Nemea bears an uncanny resemblance to Napa Valley. To the Napa Valley of the 1960s and 70s. It has rolling hills carpeted with vineyards with mountains along it’s edges and a rural feel that is very much that of a pastoral Greek countryside.
After tasting Agiorgitiko from several of Nemea’s sub-appellations, I cannot but come to the conclusion that it is among the hills of Nemea particularly around that of Asprocambos that Agiorgitiko achieves that magical balance between fruit, acidity and tannins. In these parts of the Peloponnese, the hills are high enough to receive snow in Winter. There are not too many winemakers braving the slopes. At least not yet. The name to remember for one of the purest expression of cool climate Nemea is Spilia from Pirgakis. Like true artists, Konstantinos Pirgakis is a slave to attention, but not very vocal about his wines. His wines do not need bravado to appreciate. They just need a sip.
Our first visit to the Pirgakis Estate was at a time when his winery was just being built. The attention to detail went beyond his cellar to his winery and emerging tasting room as well. The thing about this estate is that it is not just all about Agiorgitiko. Lucky enough to have access to vineyards within different microclimates of Nemea, he produces a stunning Assyrtiko, a Bordeaux blend that was so Right Bank and a Chardonnay that could have been from Carneros. His rosé of Agiorgitiko with a smidge of residual sugar is pure nectar.

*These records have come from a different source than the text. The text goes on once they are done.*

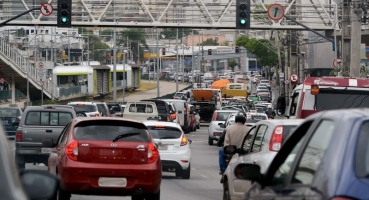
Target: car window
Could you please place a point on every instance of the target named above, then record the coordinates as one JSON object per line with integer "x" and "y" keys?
{"x": 164, "y": 132}
{"x": 48, "y": 118}
{"x": 258, "y": 142}
{"x": 109, "y": 130}
{"x": 314, "y": 153}
{"x": 362, "y": 152}
{"x": 247, "y": 140}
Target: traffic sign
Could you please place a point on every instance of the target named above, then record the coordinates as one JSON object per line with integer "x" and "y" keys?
{"x": 40, "y": 65}
{"x": 294, "y": 78}
{"x": 46, "y": 9}
{"x": 337, "y": 62}
{"x": 275, "y": 12}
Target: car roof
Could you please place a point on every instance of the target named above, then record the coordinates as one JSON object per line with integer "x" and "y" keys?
{"x": 153, "y": 123}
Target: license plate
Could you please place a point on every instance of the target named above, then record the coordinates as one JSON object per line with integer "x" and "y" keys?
{"x": 163, "y": 147}
{"x": 112, "y": 182}
{"x": 46, "y": 150}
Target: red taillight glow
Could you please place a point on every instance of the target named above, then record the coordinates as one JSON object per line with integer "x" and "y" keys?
{"x": 18, "y": 136}
{"x": 72, "y": 150}
{"x": 184, "y": 141}
{"x": 215, "y": 116}
{"x": 276, "y": 140}
{"x": 152, "y": 153}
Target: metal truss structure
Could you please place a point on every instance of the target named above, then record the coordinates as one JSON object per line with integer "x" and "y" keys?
{"x": 202, "y": 14}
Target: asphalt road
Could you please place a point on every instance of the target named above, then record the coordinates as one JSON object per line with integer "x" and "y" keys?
{"x": 204, "y": 182}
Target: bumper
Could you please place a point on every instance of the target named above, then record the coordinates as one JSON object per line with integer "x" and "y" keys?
{"x": 82, "y": 178}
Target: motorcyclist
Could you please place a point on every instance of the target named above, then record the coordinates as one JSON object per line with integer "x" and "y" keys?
{"x": 234, "y": 136}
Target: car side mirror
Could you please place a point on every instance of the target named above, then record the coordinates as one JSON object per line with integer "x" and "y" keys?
{"x": 48, "y": 142}
{"x": 15, "y": 124}
{"x": 231, "y": 149}
{"x": 39, "y": 184}
{"x": 249, "y": 172}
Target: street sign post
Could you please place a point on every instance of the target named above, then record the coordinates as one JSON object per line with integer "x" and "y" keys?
{"x": 294, "y": 78}
{"x": 275, "y": 12}
{"x": 46, "y": 9}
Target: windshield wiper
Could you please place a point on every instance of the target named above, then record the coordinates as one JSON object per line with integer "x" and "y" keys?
{"x": 168, "y": 137}
{"x": 124, "y": 136}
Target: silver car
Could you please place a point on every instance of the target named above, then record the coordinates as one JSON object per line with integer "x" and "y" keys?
{"x": 219, "y": 117}
{"x": 260, "y": 146}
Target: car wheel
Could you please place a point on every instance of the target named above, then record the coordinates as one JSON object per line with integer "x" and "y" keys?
{"x": 186, "y": 174}
{"x": 226, "y": 195}
{"x": 153, "y": 196}
{"x": 210, "y": 141}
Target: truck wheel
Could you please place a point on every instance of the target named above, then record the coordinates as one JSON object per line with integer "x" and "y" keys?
{"x": 210, "y": 141}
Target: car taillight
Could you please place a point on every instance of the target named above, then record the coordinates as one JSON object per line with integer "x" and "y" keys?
{"x": 18, "y": 136}
{"x": 72, "y": 150}
{"x": 215, "y": 116}
{"x": 152, "y": 153}
{"x": 276, "y": 140}
{"x": 184, "y": 141}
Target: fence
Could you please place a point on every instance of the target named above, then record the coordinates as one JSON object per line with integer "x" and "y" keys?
{"x": 7, "y": 94}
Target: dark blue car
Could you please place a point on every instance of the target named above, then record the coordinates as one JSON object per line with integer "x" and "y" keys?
{"x": 327, "y": 157}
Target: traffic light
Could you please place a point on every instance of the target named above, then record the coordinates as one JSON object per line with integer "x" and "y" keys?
{"x": 243, "y": 13}
{"x": 64, "y": 13}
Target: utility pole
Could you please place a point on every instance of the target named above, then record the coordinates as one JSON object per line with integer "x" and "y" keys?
{"x": 346, "y": 36}
{"x": 355, "y": 39}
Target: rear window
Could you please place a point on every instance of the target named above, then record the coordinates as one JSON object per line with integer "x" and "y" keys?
{"x": 287, "y": 130}
{"x": 164, "y": 132}
{"x": 84, "y": 107}
{"x": 109, "y": 130}
{"x": 45, "y": 118}
{"x": 222, "y": 116}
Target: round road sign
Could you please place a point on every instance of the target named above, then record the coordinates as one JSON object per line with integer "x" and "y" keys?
{"x": 294, "y": 78}
{"x": 275, "y": 12}
{"x": 46, "y": 9}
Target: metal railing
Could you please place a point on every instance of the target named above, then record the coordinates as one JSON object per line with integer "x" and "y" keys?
{"x": 19, "y": 63}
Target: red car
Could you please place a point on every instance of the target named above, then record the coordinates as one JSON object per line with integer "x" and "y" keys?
{"x": 106, "y": 156}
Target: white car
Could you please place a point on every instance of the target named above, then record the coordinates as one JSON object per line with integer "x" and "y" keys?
{"x": 85, "y": 109}
{"x": 174, "y": 147}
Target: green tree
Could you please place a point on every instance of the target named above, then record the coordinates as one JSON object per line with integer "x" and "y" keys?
{"x": 109, "y": 33}
{"x": 232, "y": 64}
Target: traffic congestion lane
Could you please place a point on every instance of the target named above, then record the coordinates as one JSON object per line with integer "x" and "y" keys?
{"x": 204, "y": 182}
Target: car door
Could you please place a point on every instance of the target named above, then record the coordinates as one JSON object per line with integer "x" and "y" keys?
{"x": 292, "y": 177}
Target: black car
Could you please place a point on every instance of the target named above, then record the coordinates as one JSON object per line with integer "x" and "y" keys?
{"x": 163, "y": 109}
{"x": 8, "y": 116}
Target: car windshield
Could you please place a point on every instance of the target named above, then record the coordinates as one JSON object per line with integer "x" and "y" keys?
{"x": 164, "y": 132}
{"x": 109, "y": 130}
{"x": 83, "y": 107}
{"x": 330, "y": 99}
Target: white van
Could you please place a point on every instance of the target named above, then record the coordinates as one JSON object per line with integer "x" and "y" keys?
{"x": 141, "y": 111}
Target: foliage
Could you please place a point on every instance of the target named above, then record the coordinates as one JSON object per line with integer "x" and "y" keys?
{"x": 107, "y": 34}
{"x": 264, "y": 52}
{"x": 232, "y": 63}
{"x": 21, "y": 32}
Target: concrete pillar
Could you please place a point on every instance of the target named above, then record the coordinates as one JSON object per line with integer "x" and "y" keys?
{"x": 13, "y": 89}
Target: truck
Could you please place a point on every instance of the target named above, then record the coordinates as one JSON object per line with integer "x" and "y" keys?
{"x": 327, "y": 93}
{"x": 235, "y": 89}
{"x": 206, "y": 101}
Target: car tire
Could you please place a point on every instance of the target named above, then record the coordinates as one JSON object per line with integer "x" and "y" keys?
{"x": 186, "y": 174}
{"x": 153, "y": 196}
{"x": 226, "y": 195}
{"x": 210, "y": 141}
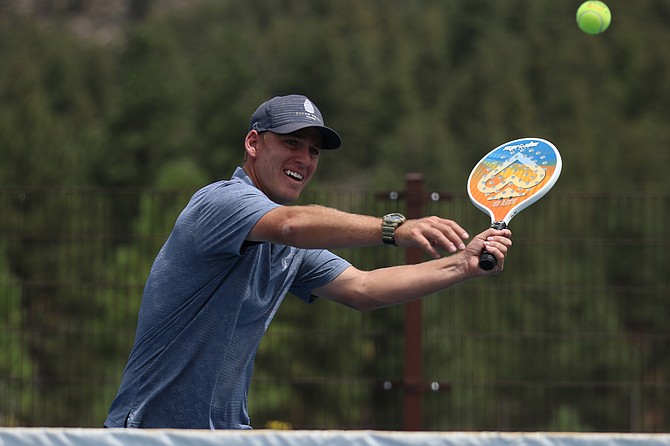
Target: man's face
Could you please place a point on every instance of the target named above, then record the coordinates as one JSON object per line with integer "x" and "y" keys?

Unlike Napa, Nemea’s revolution hasn’t come yet. And when it does, it may not come from the valley but from the hills around it. Here cool climate Agiorgitiko carves its own identity showing how great this grape can be in the right hands. The best artists are the ones who are quiet and let their work do the talking. To everyone I say, get thee to Nemea and run to the hills of Asprocambos. Seek out Konstantinos Pirgakis and revel in his wines.